The wording “the use of sexual violence as a weapon in military conflicts,” with which Murad was awarded the Nobel Prize, seems strange to a European, but the story of Nadi Murad is only one of many. Not so long ago, women in Myanmar, South Sudan and Burundi experienced sexual violence in military conflict zones, before that happened in Rwanda, Bosnia and the Democratic Republic of Congo. At the same time, until recently military violence was not recognized as a problem, although it becomes not only a manifestation of power, but also a weapon: confessions are beaten out of victims with the help of rape; in patriarchal societies, a woman raped faces immense humiliation, and, for example, due to pregnancy after being raped, can be sent into exile.
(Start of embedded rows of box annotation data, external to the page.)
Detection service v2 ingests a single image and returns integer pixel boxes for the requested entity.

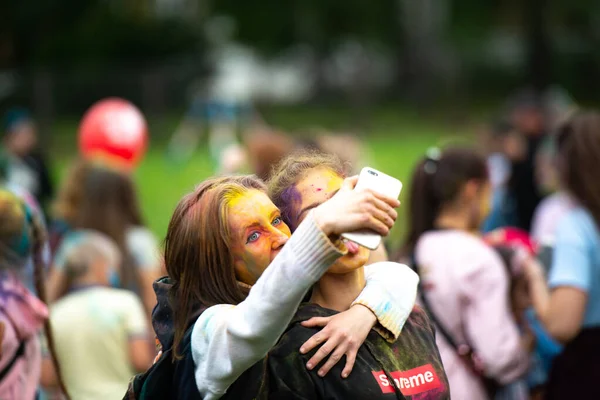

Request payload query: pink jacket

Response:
[415,230,528,400]
[0,272,48,400]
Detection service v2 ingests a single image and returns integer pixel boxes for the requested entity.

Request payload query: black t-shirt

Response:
[226,304,450,400]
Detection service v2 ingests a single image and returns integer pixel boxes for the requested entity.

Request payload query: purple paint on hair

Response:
[277,186,302,231]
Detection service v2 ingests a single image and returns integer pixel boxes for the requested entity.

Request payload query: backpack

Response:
[123,326,201,400]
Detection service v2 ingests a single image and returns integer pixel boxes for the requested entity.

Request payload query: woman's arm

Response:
[352,261,419,342]
[191,216,342,399]
[525,213,593,343]
[127,226,165,317]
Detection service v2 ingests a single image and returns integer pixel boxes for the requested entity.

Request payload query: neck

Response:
[435,209,472,231]
[310,268,365,312]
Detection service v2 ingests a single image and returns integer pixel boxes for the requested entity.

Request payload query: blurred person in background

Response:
[0,152,51,294]
[41,230,153,400]
[2,108,54,216]
[237,152,450,399]
[403,148,528,400]
[0,188,64,400]
[42,231,153,400]
[526,111,600,399]
[48,161,162,316]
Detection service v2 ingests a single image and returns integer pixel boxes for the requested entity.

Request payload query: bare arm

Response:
[127,336,153,372]
[525,259,588,343]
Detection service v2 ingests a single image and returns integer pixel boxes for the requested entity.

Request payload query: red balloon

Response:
[79,98,148,168]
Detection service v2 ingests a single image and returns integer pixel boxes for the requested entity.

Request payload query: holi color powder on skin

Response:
[226,190,291,285]
[279,186,302,231]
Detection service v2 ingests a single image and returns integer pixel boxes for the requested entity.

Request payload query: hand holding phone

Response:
[342,167,402,250]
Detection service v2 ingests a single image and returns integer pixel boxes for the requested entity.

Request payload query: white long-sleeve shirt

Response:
[191,213,418,400]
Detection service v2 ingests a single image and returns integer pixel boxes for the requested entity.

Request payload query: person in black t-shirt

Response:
[2,108,54,211]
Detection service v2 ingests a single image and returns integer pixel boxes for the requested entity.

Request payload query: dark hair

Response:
[55,161,143,287]
[267,150,345,231]
[556,111,600,226]
[401,147,488,255]
[164,176,266,359]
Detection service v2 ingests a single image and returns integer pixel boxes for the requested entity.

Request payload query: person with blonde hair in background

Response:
[0,188,66,400]
[42,231,152,400]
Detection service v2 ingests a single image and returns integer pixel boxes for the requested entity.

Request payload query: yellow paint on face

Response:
[295,167,370,274]
[477,183,492,226]
[226,190,291,285]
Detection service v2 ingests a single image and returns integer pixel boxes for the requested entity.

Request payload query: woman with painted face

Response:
[404,148,528,400]
[221,153,449,399]
[128,176,417,399]
[525,111,600,399]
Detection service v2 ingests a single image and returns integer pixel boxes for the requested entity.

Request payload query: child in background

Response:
[482,121,525,232]
[0,188,62,400]
[2,108,54,212]
[42,230,152,400]
[484,228,561,400]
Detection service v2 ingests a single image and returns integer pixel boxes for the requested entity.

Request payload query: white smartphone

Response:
[342,167,402,250]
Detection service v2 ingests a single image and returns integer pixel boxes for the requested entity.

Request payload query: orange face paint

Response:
[295,168,370,274]
[225,190,291,285]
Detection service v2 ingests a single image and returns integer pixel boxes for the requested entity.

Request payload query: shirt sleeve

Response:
[352,261,419,342]
[549,211,593,292]
[461,248,528,384]
[191,213,342,400]
[122,292,150,339]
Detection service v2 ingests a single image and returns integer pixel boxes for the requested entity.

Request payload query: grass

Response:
[49,107,472,252]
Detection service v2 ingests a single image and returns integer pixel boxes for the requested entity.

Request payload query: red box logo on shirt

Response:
[372,364,441,396]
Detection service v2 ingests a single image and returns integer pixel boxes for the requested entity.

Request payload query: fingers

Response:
[374,197,398,223]
[301,317,333,328]
[365,189,400,208]
[372,208,394,229]
[367,216,390,236]
[313,342,352,377]
[306,336,346,376]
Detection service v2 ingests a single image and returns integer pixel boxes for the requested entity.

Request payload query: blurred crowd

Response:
[0,82,600,400]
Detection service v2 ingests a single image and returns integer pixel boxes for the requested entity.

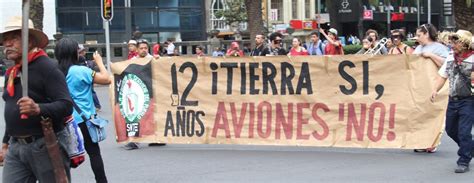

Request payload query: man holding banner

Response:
[0,17,72,182]
[431,30,474,173]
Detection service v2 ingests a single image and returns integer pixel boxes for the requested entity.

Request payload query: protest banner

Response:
[111,55,447,149]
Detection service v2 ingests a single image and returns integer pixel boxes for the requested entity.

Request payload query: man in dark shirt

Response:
[266,32,288,56]
[0,17,72,182]
[250,34,270,56]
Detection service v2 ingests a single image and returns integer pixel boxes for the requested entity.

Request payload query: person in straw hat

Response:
[0,17,72,182]
[431,30,474,173]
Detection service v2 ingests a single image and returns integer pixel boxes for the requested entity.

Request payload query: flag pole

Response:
[21,0,30,119]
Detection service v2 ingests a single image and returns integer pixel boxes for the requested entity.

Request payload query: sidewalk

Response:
[0,76,5,92]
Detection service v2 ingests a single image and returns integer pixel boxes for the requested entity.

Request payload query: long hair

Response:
[54,38,80,76]
[416,24,438,41]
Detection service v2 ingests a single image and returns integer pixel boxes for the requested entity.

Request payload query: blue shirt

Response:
[308,40,324,55]
[413,42,449,59]
[66,65,95,124]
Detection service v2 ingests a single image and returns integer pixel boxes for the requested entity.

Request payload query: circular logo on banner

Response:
[119,74,150,123]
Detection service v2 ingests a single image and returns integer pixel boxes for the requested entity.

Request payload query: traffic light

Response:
[100,0,114,21]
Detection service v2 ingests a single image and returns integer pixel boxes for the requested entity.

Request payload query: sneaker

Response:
[123,142,139,150]
[426,147,438,153]
[413,149,426,153]
[454,165,469,173]
[148,143,166,147]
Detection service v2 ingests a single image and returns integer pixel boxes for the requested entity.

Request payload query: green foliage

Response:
[343,45,362,55]
[46,49,54,58]
[403,41,415,47]
[215,0,247,25]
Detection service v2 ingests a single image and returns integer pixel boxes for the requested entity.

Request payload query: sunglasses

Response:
[137,39,148,44]
[390,35,402,39]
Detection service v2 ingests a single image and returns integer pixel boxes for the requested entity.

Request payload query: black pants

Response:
[79,122,107,183]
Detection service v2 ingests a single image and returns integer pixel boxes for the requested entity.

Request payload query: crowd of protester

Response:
[0,12,474,182]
The scale of the catastrophe can be assessed by the Yezidi reaction: they are categorically opposed to relations with people of a different faith, but for women who have been in captivity of the Islamic State, made an exception - the tragedy affected many.

"I never thought that I would have something in common with women in Rwanda - before all this happened, I didn’t even know that Rwanda existed - and now I’m connected with them in the most horrible way possible I am a victim of a war crime, which is so difficult to talk about, that for the first time they brought to justice for him only sixteen years before ISIL entered Sinjar, ”writes Nadya Murad in his book. And this is true: for the first time, the crime of rape in the conflict zone was recognized only in the nineties - in Rwanda, where the Tutsi people fell victim to genocide, and in Bosnia, where eight Bosnian Serbs were found guilty of crimes against Muslim women.

Nadia Murad named her own biography “The Last Girl: My Last Story”, because she hopes that she will be the last girl with a similar story. So far this is far away - but the first steps have already been taken.

Photo:UN Photo, Getty Images (1)

Watch the video: LM: Adultery vs Concubinage (April 2024).